Thanks for the great perspective on what's really most important today! I "found" your recently blurfing (blog surfing) and I'm delighted to read your thoughts!

Leah Burks said...

I can certainly understand where you are! My son is now almost 11 months, and he began standing without support yesterday! Your last paragraphs brought tears to my eyes. I too, will never regret these baby days with my son. We recently found out we are pregnant again! Praise God! I am so excited, and like you said, family is so precious! God bless. Leah

Julia said...

I'm sorry about your friend. This reminds me of a beautiful song by The Flaming Lips, "Do You Realize?"

Do You Realize - that you have the most beautiful face
Do You Realize - we're floating in space -
Do You Realize - that happiness makes you cry
Do You Realize - that everyone you know someday will die

And instead of saying all of your goodbyes - let them know
You realize that life goes fast
It's hard to make the good things last
You realize the sun doesn't go down
It's just an illusion caused by the world spinning round

May said...

Rachel said:

"And I think you are right, Anna..the whole "no one lays on his deathbed, wishing he'd spent more time at the office" thing".


Well of course that is entirely true. Who would, who could think that? And how sad if they did? But you don't live your life on your deathbed. You live it in the here and now. And enough women who are motivated towards believing that they should stay at home to care for their family and home nevertheless during the course of that calling (which for some I believe it to be) nevertheless feel resentful because they do feel left-out. Maybe all that is needed is some acknowledgement that there is no right choice, but only a right choice for you.

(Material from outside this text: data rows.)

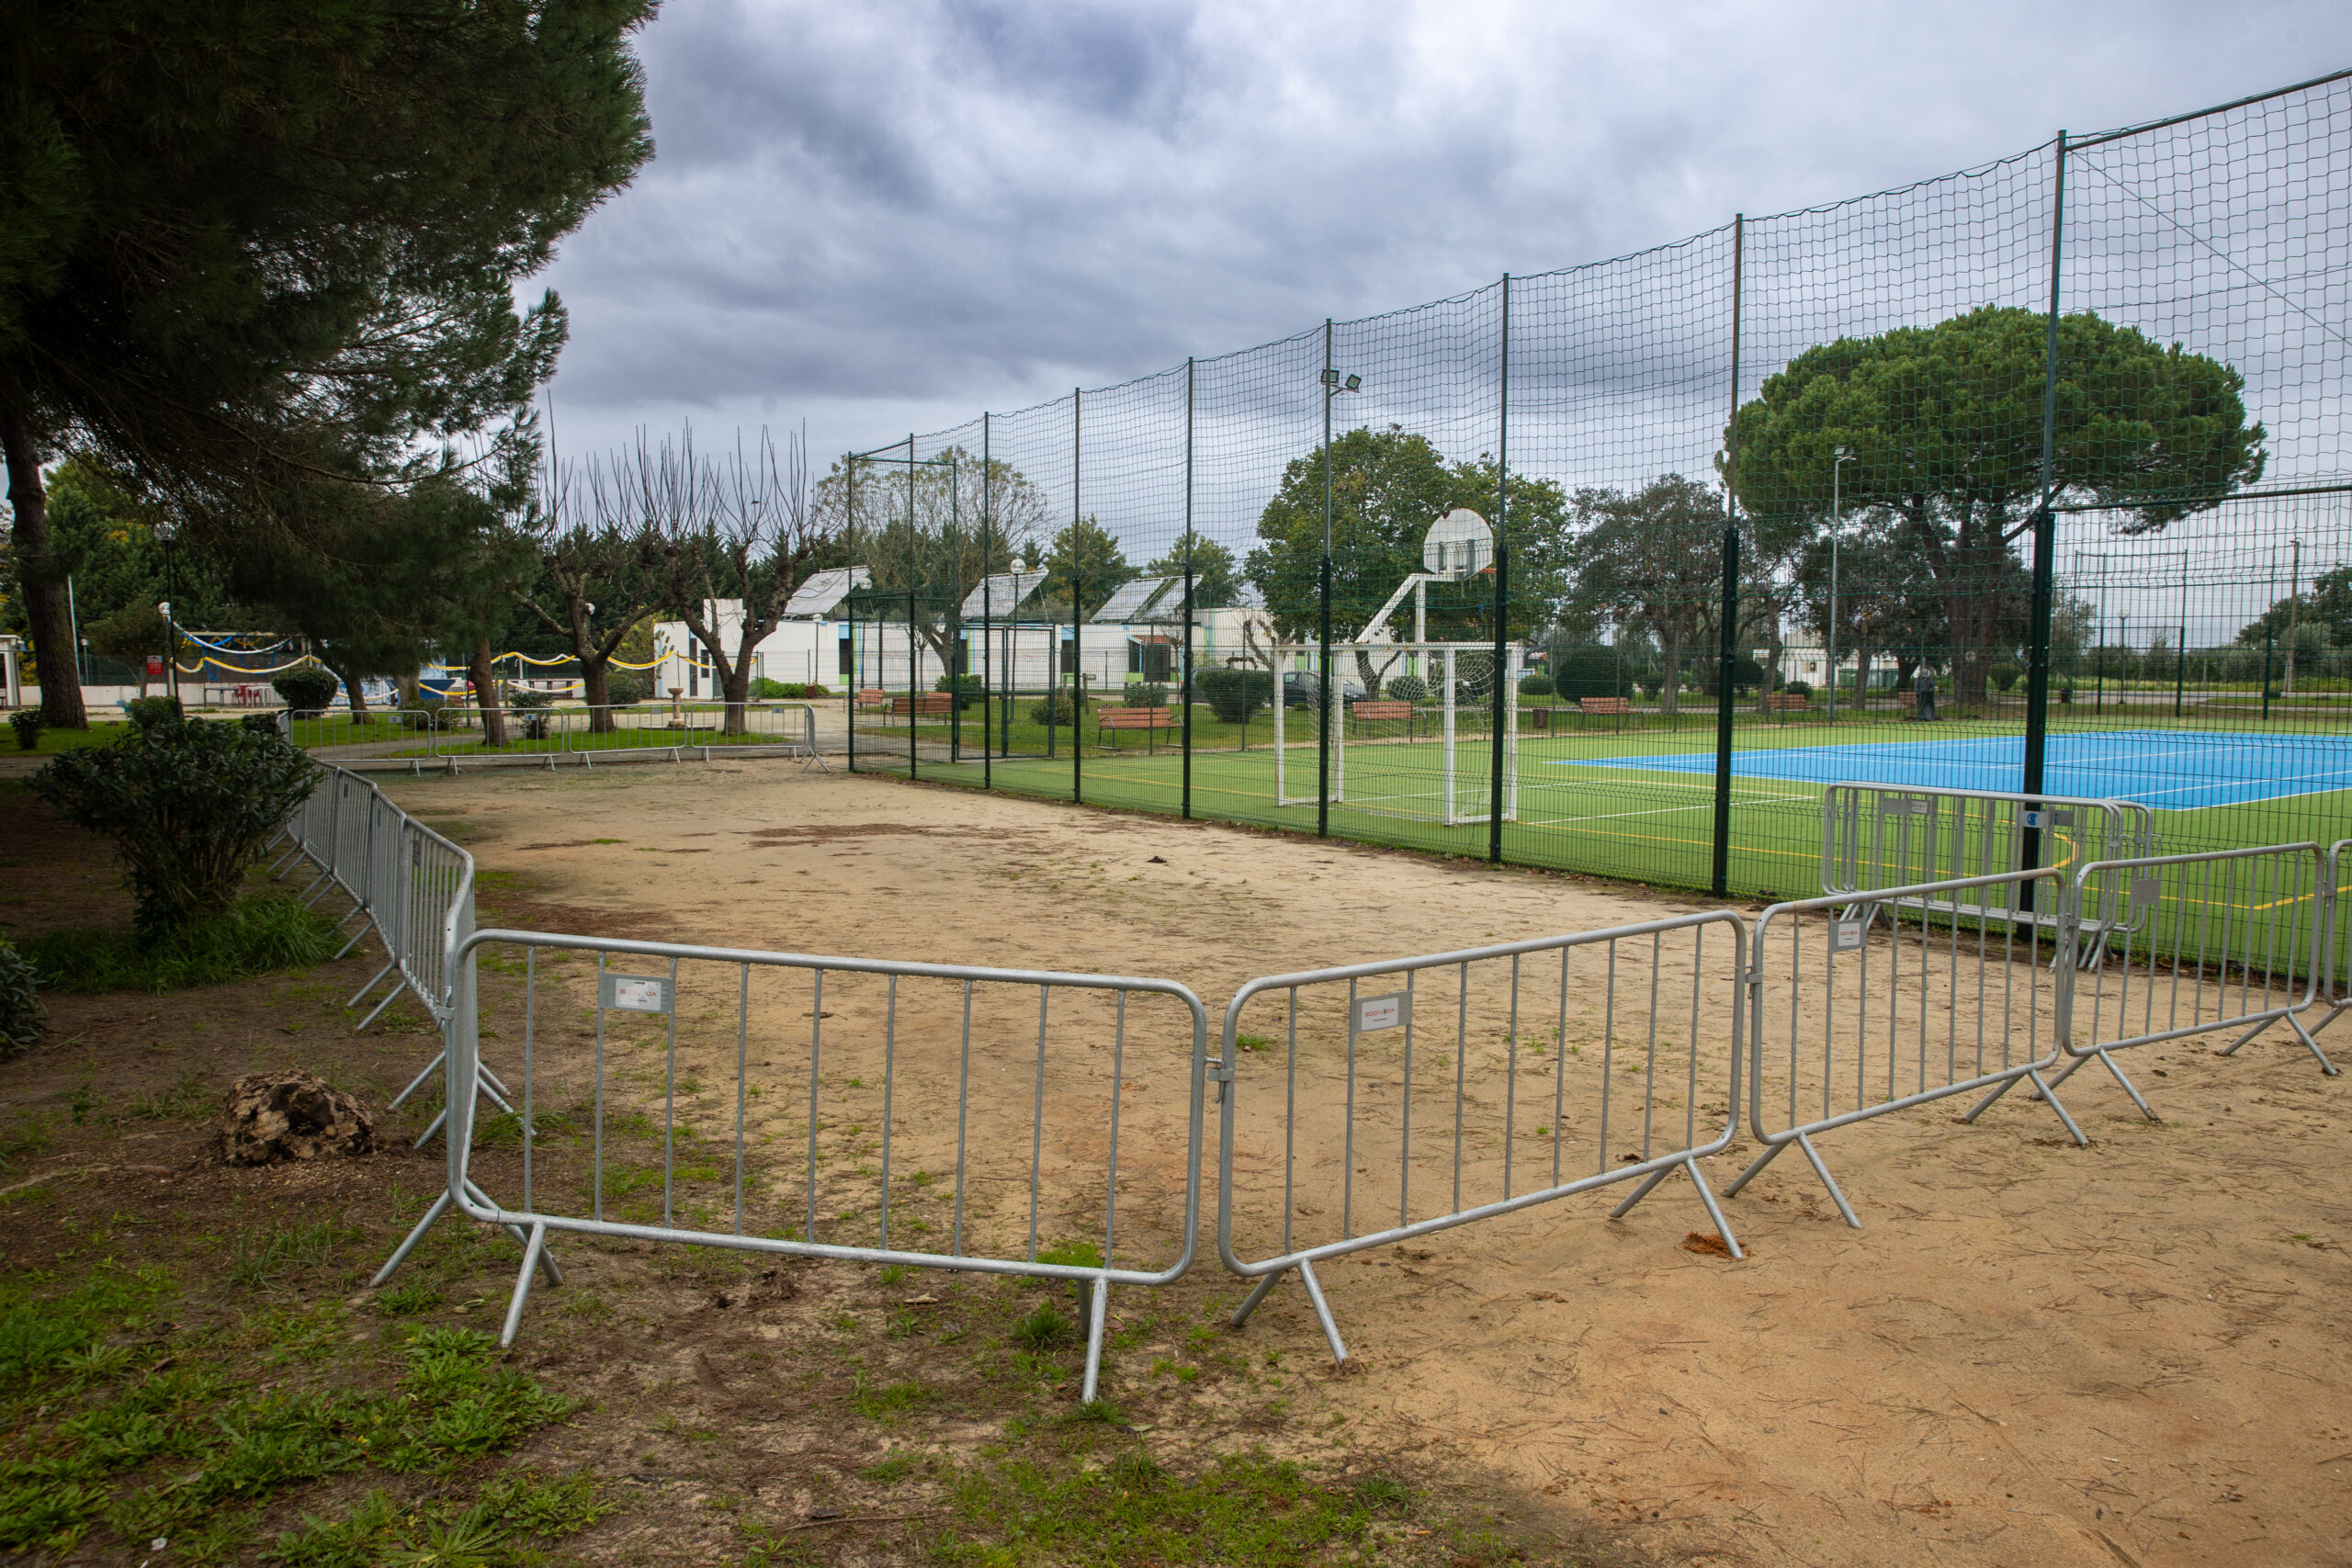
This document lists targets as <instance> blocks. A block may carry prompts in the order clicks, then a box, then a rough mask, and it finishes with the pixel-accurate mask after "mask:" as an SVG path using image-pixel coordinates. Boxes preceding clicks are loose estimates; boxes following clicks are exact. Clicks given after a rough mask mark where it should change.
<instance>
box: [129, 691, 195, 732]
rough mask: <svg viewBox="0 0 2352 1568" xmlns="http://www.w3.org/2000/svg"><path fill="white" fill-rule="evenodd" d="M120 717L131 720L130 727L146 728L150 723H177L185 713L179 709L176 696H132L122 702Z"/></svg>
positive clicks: (169, 723) (184, 715)
mask: <svg viewBox="0 0 2352 1568" xmlns="http://www.w3.org/2000/svg"><path fill="white" fill-rule="evenodd" d="M122 717H125V719H129V722H132V729H148V726H151V724H179V722H181V719H183V717H186V715H183V712H181V710H179V698H176V696H134V698H132V701H127V703H122Z"/></svg>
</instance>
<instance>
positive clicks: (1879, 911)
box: [1724, 867, 2089, 1229]
mask: <svg viewBox="0 0 2352 1568" xmlns="http://www.w3.org/2000/svg"><path fill="white" fill-rule="evenodd" d="M2025 889H2032V891H2034V898H2032V900H2030V905H2032V907H2025V905H2027V900H2025V898H2023V893H2025ZM2067 889H2070V884H2067V879H2065V872H2060V870H2056V867H2046V870H2037V872H2002V875H1994V877H1957V879H1947V882H1919V884H1912V886H1893V889H1863V891H1860V893H1832V896H1825V898H1804V900H1795V903H1776V905H1771V907H1769V910H1764V914H1759V917H1757V929H1755V964H1752V969H1750V971H1748V994H1750V1006H1752V1009H1755V1020H1752V1027H1750V1053H1748V1131H1750V1133H1752V1135H1755V1138H1757V1143H1762V1145H1764V1152H1762V1154H1757V1157H1755V1159H1752V1161H1750V1164H1748V1168H1745V1171H1740V1173H1738V1178H1736V1180H1733V1182H1731V1185H1729V1187H1726V1190H1724V1197H1733V1194H1738V1192H1740V1187H1745V1185H1748V1182H1750V1180H1755V1175H1757V1173H1759V1171H1762V1168H1764V1166H1769V1164H1771V1161H1773V1159H1778V1157H1780V1152H1783V1150H1788V1147H1790V1145H1797V1150H1799V1152H1802V1154H1804V1157H1806V1161H1811V1166H1813V1175H1818V1178H1820V1185H1823V1187H1828V1192H1830V1197H1832V1199H1835V1201H1837V1213H1842V1215H1844V1218H1846V1225H1853V1227H1856V1229H1858V1227H1860V1220H1856V1218H1853V1206H1851V1204H1849V1201H1846V1194H1844V1192H1842V1190H1839V1185H1837V1180H1835V1178H1832V1175H1830V1166H1828V1164H1823V1159H1820V1150H1816V1147H1813V1140H1816V1138H1818V1135H1820V1133H1828V1131H1832V1128H1839V1126H1849V1124H1853V1121H1867V1119H1872V1117H1884V1114H1889V1112H1898V1110H1910V1107H1912V1105H1929V1103H1931V1100H1943V1098H1947V1095H1964V1093H1978V1091H1990V1093H1985V1095H1983V1098H1980V1100H1978V1103H1976V1105H1973V1107H1971V1110H1969V1114H1966V1117H1964V1119H1966V1121H1976V1117H1980V1114H1983V1112H1985V1107H1987V1105H1992V1103H1994V1100H1997V1098H2002V1093H2006V1091H2009V1086H2011V1084H2016V1081H2020V1079H2030V1081H2032V1084H2034V1086H2037V1088H2046V1079H2044V1074H2046V1072H2049V1070H2051V1067H2056V1065H2058V1058H2060V1056H2063V1051H2065V1032H2067V1001H2070V997H2072V987H2074V966H2072V964H2037V936H2034V931H2037V926H2042V924H2044V922H2056V943H2058V952H2067V950H2072V945H2074V940H2077V931H2074V910H2072V900H2070V898H2067ZM1882 912H1884V914H1886V917H1889V919H1886V929H1884V931H1877V929H1875V926H1877V914H1882ZM1783 992H1785V997H1783ZM1783 1001H1785V1006H1783ZM2020 1037H2023V1039H2020ZM2051 1110H2053V1112H2058V1119H2060V1121H2063V1124H2065V1128H2067V1133H2072V1138H2074V1143H2089V1140H2086V1138H2084V1135H2082V1128H2079V1126H2074V1119H2072V1117H2067V1114H2065V1107H2063V1105H2058V1103H2056V1100H2051Z"/></svg>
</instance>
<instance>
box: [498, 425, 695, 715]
mask: <svg viewBox="0 0 2352 1568" xmlns="http://www.w3.org/2000/svg"><path fill="white" fill-rule="evenodd" d="M621 468H623V465H619V463H616V465H612V468H607V465H604V463H602V461H600V458H590V461H588V463H560V465H557V463H550V465H548V470H546V473H543V475H541V491H543V501H541V505H539V508H534V512H532V520H529V529H527V536H529V543H532V548H534V550H536V555H539V569H541V581H539V583H534V590H532V592H517V595H515V597H517V599H520V602H522V604H524V607H527V609H529V611H532V614H534V616H536V618H539V621H541V625H546V628H548V630H550V632H555V635H557V637H562V639H564V642H569V644H572V658H576V661H579V665H581V696H583V698H586V703H588V729H590V731H597V733H604V731H612V729H614V717H612V661H614V656H616V654H619V651H621V642H623V639H626V637H628V632H630V628H635V625H637V618H640V616H644V611H649V609H654V607H656V604H661V599H663V588H666V562H661V559H659V552H656V548H654V541H656V534H654V531H652V529H649V515H644V512H640V510H637V508H635V505H630V496H633V487H628V484H623V482H621Z"/></svg>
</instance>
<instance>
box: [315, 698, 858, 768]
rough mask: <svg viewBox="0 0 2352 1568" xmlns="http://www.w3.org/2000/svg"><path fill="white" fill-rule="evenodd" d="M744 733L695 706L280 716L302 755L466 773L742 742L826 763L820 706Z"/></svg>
mask: <svg viewBox="0 0 2352 1568" xmlns="http://www.w3.org/2000/svg"><path fill="white" fill-rule="evenodd" d="M487 717H494V719H496V722H499V729H501V731H503V736H506V738H503V741H499V743H496V745H492V743H489V741H487V733H489V729H487V724H485V719H487ZM741 722H743V729H739V731H736V733H727V708H724V705H722V703H691V705H663V703H637V705H609V708H553V705H550V708H477V705H470V703H445V705H437V708H393V710H379V712H374V715H369V719H365V722H362V719H353V717H350V715H348V712H301V715H294V712H292V710H285V712H280V729H282V733H285V736H287V738H289V741H294V745H301V748H303V750H315V748H329V745H332V748H346V745H353V748H355V745H367V748H379V755H383V757H390V759H397V762H409V766H412V771H423V769H426V766H442V769H449V771H456V769H459V762H468V759H485V757H539V759H543V764H546V766H550V769H553V766H557V764H560V762H562V759H572V757H576V759H579V762H581V766H595V759H597V757H621V755H640V752H668V755H670V759H673V762H682V759H684V755H687V752H701V757H703V762H708V759H710V755H713V752H715V750H727V748H739V745H762V748H783V750H786V755H793V757H800V759H802V762H804V764H807V762H816V764H818V766H823V757H821V755H818V750H816V708H814V705H809V703H748V705H746V708H743V715H741Z"/></svg>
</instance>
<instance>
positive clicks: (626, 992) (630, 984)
mask: <svg viewBox="0 0 2352 1568" xmlns="http://www.w3.org/2000/svg"><path fill="white" fill-rule="evenodd" d="M604 1006H609V1009H614V1011H616V1013H668V1011H670V983H668V978H663V976H612V973H609V976H604Z"/></svg>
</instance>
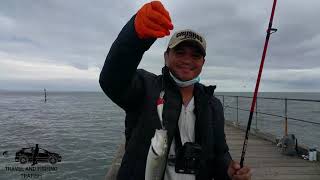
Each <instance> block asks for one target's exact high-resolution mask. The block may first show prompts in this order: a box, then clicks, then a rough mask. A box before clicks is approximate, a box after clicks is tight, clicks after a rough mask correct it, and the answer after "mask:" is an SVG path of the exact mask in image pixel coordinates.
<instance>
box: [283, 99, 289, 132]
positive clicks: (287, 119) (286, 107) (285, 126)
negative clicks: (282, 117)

Maybe your acquaintance would be better-off if she could stay at home with her children full-time. On the other hand, maybe she feels safer, more secure, happier even at this sad time in her life, knowing that as the sole parent she is protecting their place in the world by earning the money that keeps them there. Only this lady can know the answer to that question.

Your acquaintance is fortunate, I suppose, in that she has people around her who care about her, her children and the implications and circumstances of her choice. But not every choice is suitable for everyone and we do a disservice to our friends and family by suggesting that there is.

I read a piece today that said that no woman could have it all, but that they could do it all. They merely had to choose what was important to do. That struck a chord with me.

I rejoice, Mrs T, that you have found your place in the world; a place where you will be happy and are best-suited. Judging only from what you publish, your choice appears to have been sound, wise and founded in who you are. However, at this moment, it would not be my choice.

But without judging whether it *should* be the choice for anyone of us (including me), I wish that everyone has the option of making that informed, responsible choice and having that choice, including the momentary doubts and regrets that all of us experience whatever we choose, respected.

My sincere and heart-felt best wishes, Mrs T, to you and yours, particularly to your little girl, Shira. Whatever she chooses in the years to come, I hope that it will be the best choice for her.


Jacqueline said...

Hi Anna, Yes cherish each moment!! I am a homeschooling, stay at home mom of four and my husband was killed in June on his way to work.

I am glad I have been home all these years and am able to be home for my children now when they need me even more than before.

I hurt for those out there who cannot be home after loosing their husbands. I think I would loose my mind if I had to go to work on top of dealing with everything else!!

A friend of mine will be going to Israel in the future and with her she is bringing funds to help widows there. I am so thrilled that there are people here who will be able to bless some of widows in Israel!!!